Pre-existing co-incentives were not a strict requirement for SuperStacks, and assets were selected based on interop compatibility and DeFi ecosystem growth dynamics. This is valuable feedback, and we’ll aim to share more context with the GC for future Foundation-run incentive programs to better harness potential synergies and maximize the overall impact.

I would love to have access to this doc to learn the formulas if you don’t mind.

You can find the dashboard in the Appendix section, which features a tab with the full code.

Disclaimer: I work for the Optimism Foundation, but views are my own.

1 Like

Can you explain the formula for this attribution share? They don’t make a lot of sense on the surface.

For example, Spark would not be deployed if not for the Grants Council grant. Yet 50% of TVL is not attributed.

The same logic was applied to Fluid on Superchain, another project where the grant was to get the deployment. (In this case TVL is currently 0, so it doesn’t change the numbers, but illustrates the point)

But let’s set the Attributed variable aside for the moment and address some major problems with these calculations.

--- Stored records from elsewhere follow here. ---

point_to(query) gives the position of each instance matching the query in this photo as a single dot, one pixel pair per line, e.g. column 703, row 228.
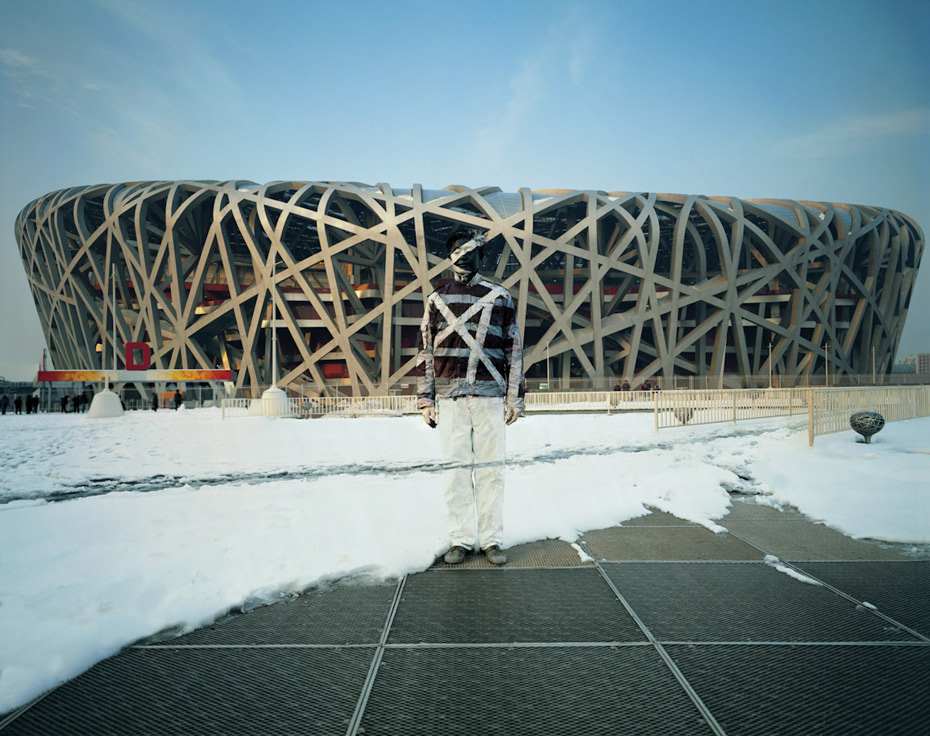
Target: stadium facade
column 607, row 285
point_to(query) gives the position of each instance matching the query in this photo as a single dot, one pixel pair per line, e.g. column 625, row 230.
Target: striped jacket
column 470, row 344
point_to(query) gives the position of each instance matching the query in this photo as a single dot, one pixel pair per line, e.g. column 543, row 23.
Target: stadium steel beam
column 606, row 284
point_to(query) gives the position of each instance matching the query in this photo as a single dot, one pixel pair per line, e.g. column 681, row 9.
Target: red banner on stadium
column 175, row 376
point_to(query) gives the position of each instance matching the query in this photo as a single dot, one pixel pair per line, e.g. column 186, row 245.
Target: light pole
column 274, row 400
column 770, row 362
column 826, row 353
column 548, row 378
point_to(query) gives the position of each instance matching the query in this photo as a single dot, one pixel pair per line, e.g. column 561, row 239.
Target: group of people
column 644, row 386
column 31, row 403
column 178, row 400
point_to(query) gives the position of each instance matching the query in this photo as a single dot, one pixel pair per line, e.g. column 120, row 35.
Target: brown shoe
column 455, row 556
column 494, row 555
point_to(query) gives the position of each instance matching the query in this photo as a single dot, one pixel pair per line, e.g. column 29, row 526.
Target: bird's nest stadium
column 608, row 285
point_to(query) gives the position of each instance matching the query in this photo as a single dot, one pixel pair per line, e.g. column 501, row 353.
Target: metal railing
column 318, row 406
column 828, row 409
column 676, row 408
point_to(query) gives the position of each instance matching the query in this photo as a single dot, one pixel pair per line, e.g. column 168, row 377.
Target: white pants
column 472, row 432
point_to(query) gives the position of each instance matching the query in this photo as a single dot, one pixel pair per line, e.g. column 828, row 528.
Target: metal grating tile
column 900, row 590
column 619, row 544
column 804, row 540
column 528, row 691
column 544, row 553
column 752, row 511
column 206, row 691
column 658, row 518
column 482, row 606
column 340, row 614
column 800, row 691
column 749, row 602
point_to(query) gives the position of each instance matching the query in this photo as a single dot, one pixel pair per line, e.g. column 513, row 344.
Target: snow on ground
column 114, row 530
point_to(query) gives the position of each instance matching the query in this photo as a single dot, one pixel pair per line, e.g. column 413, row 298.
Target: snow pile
column 173, row 518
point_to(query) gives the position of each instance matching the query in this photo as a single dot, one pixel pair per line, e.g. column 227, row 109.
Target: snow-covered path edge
column 82, row 579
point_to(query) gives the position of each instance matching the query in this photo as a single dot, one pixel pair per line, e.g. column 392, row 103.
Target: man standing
column 471, row 360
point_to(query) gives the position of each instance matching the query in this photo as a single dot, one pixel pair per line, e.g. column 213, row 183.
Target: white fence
column 675, row 408
column 830, row 408
column 589, row 401
column 318, row 406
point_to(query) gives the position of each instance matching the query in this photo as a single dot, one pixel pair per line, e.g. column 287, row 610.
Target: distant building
column 635, row 285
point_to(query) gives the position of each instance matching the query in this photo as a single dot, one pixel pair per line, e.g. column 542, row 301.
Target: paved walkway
column 667, row 629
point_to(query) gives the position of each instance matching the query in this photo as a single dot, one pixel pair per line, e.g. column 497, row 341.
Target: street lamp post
column 770, row 362
column 274, row 400
column 826, row 353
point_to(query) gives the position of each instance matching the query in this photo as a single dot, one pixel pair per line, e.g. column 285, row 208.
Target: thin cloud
column 18, row 60
column 854, row 133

It’s clear upon closer inspection that the reported numbers are, in fact, completely unusable. The TVL change does not actually measure the correct beginning date (which will be different for each project). The OP spent is overstated.

Let’s go through an example where this is obviously the case.

Bedrock was approved for a grant of 235k OP. Bedrock didn’t even begin to draft their application until March 26, clear intake until April 21, and be approved on until May 5. Zero OP was delivered until May 29. Yet we see here that TVL is being measured from March 20. The TVL changes need to be recalculated based upon some meaningful beginning date. Suggestions are OP delivery or announcement of campaign by the grantee.

Next, the OP attributed to this grant is being calculated on the entire grant rather than the OP actually delivered to the grantee. The denominator in dollars per OP needs to be recalculated.

Let’s use the provided data, even though the Attributed variable of 15% could be debated, and the increase in TVL is clearly measuring the wrong period. Just to illustrate how impactful this distinction is.

($8,520,000 TVL Increase * 0.15 Attributed) Ă· 235,000 OP Total Grant = $5.43 per OP

That’s very different from:

($8,520,000 TVL Increase * 0.15 Attributed) Ă· 94,000 OP Actually Delivered = $13.59 per OP

This is very important, because undelivered OP has not yet been spent. In fact, many grantees may not hit their milestones and never get the second tranche of funding at all.

As you can see, all of these numbers need to be recalculated using the correct beginning dates and the amount of OP actually delivered.

CC: @lavande who can help whomever did these numbers find relevant information, and to see if the SuperStacks, Futarchy, and other numbers likewise need recalculation

1 Like

Appreciate this deep dive by GFX labs, and makes total sense.

Are these numbers going to be recalculated?

1 Like

The benefits of working with a third party to do analysis is that we remove the opportunity for bias or conflicts of interest in how the information is presented. The natural downside is that the third party may lack important context or nuance, which the programs being developed can provide.

I believe the Foundation did offer to have the Grants Council review the analysis before it was published, but that offer was declined. In any case, I am happy to connect you/ the Grants Council with the report authors to ensure all relevant nuance/context is incorporated so we can arrive at the most accurate analysis possible. This is a feedback loop which we will need to strengthen in future Seasons.